Спускаясь пешком с горы Монмартра, Болье заметила у тротуара налево какую-то бронзовую фигуру.

— Это что? — спросила она.

— Глупость, — ответил Готард, — памятник атеизму. Какой-то самодур, анархически настроенный, откупил это место, где во время прохождения религиозной процессии какой-то оригинал отвернулся от креста — то было, впрочем, давненько — и вот поставил на этом месте фигуру этого атеиста.

— Какая же в этом глупость?

— Глупость в том, зачем понадобилось сердить благочестивую часть населения.

— Вы, кажется, социалист.

— Социализм настоящий был только во времена Парижской коммуны да в движении марксистов девяностых годов. Кстати, тогда именно и нужно было бы делать социальный переворот, а теперь капитализм перезрел и все отравляет так, что приходится противостоять его разлагающему действию, а не бороться с ним. Теперешний же социализм — и именно поэтому — не более как этикет, главным образом, предвыборный. Теперь считается просто неприличным выступать на трибуне и не быть социалистом. Это потребность приличия для всякого культурного человека.

— Вот как: так не вас ли я спасла давно, давно, когда вы спрашивали меня, почему вы лжец, когда рабочие готовы были наброситься на вас?

— В самом деле вы… — Готард схватил и сжал ее руку.

Болье вырвала руку.

— Вот то, что только что вы мне сказали, и есть тот ответ вам самому на вопрос, почему тогда вас считали и теперь считают лжецом.
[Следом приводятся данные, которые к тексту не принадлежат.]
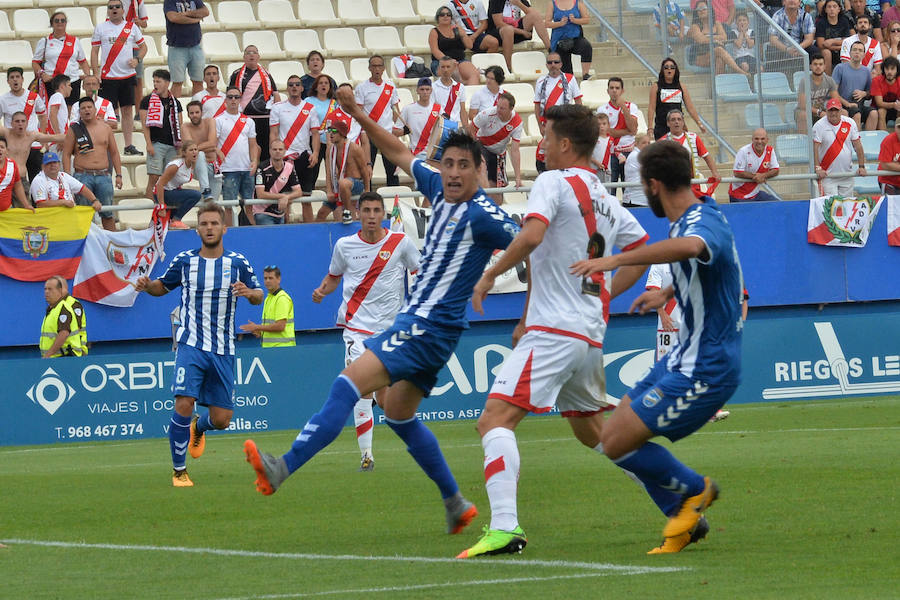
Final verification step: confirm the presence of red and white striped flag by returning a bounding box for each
[72,205,169,306]
[806,196,883,248]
— Разве время и место сейчас для митинга, дорогая Болье? Ну что ж, пойдите, разоблачите меня где-нибудь на собрании. Разоблачения у нас любят, как водевили. Но не советую вам. Любите и дорожите только своею жизнью: ведь жизнь — это то, что могло случиться только один раз.

И вдруг, почувствовав себя кровно оскорбленным Соланж, ее руками и тем, что прекрасная парижская ночь прошла для него бесполезно, Готард сказал Болье с нескрываемым злым издевательством:

— А знаете что, мадемуазель: мы не побывали с вами еще в одном замечательном месте. Не поздно еще, пойдемте. Это место в настоящем рабочем квартале, и посещают его только истинные пролетарии, в которых нет ни капли лжи, которые социализм понимают как неизбежный ход вещей, а не как мы. Пойдемте к пролетариям.

Готард звал ее в один пригородный кабачок — клуб парижских бродяг и воров. Учреждение это известно всему Парижу своими неприличиями: голые и голодные женщины клянчат там у посетителей франк, прося бросить его на стол, и потом достают его своим половым органом. Так выколачивают себе кусок хлеба…

Соланж не знала всего этого, но тон, каким приглашал ее Готард, навеял ей страшные мысли. Она внимательно посмотрела в натруженные волнением и бессонницей глаза Готарда. Глаза его походили на две темнеющие раны с запекшейся кровью. Болье сказала ему без злобы, немного даже с жалостью: «Адье».

И они разошлись, когда сероватое парижское небо стало розоветь от восходящего солнца.

Болье видела, как навстречу заре Эйфелева башня все еще кричала своим светом об автомобильном предприятии.

Время вплетало один день в другой.


Готард как-то померк лицом. Позабывал старательно выбриваться. Явился однажды на банкет в пиджаке. На другой день был осмеян газетами. Один из министров ему заметил:

— Вы что-то изменились.

— Век грядущий — будь он хуже или лучше века сползающего — всегда сильнее его. А потому жесток. Сторонит и давит все на своем пути. И гонит всех.

Министр заметил кому-то другому про Готарда о том, что он поторопился с признанием Советов. Некоторые финансисты и члены нефтяных компаний согласились с ним. И тоже высказались о странностях Готарда.

И вот, сидя у себя в квартире в доме маркизы Орвиллер, Готард увидел, как к дому его стал стекаться народ. Как эти люди, бедно одетые, с худыми и немного мрачными лицами, кричали по адресу Готарда:

— Долой, в отставку, долой, в воду, в Сену, в Сену вниз головой!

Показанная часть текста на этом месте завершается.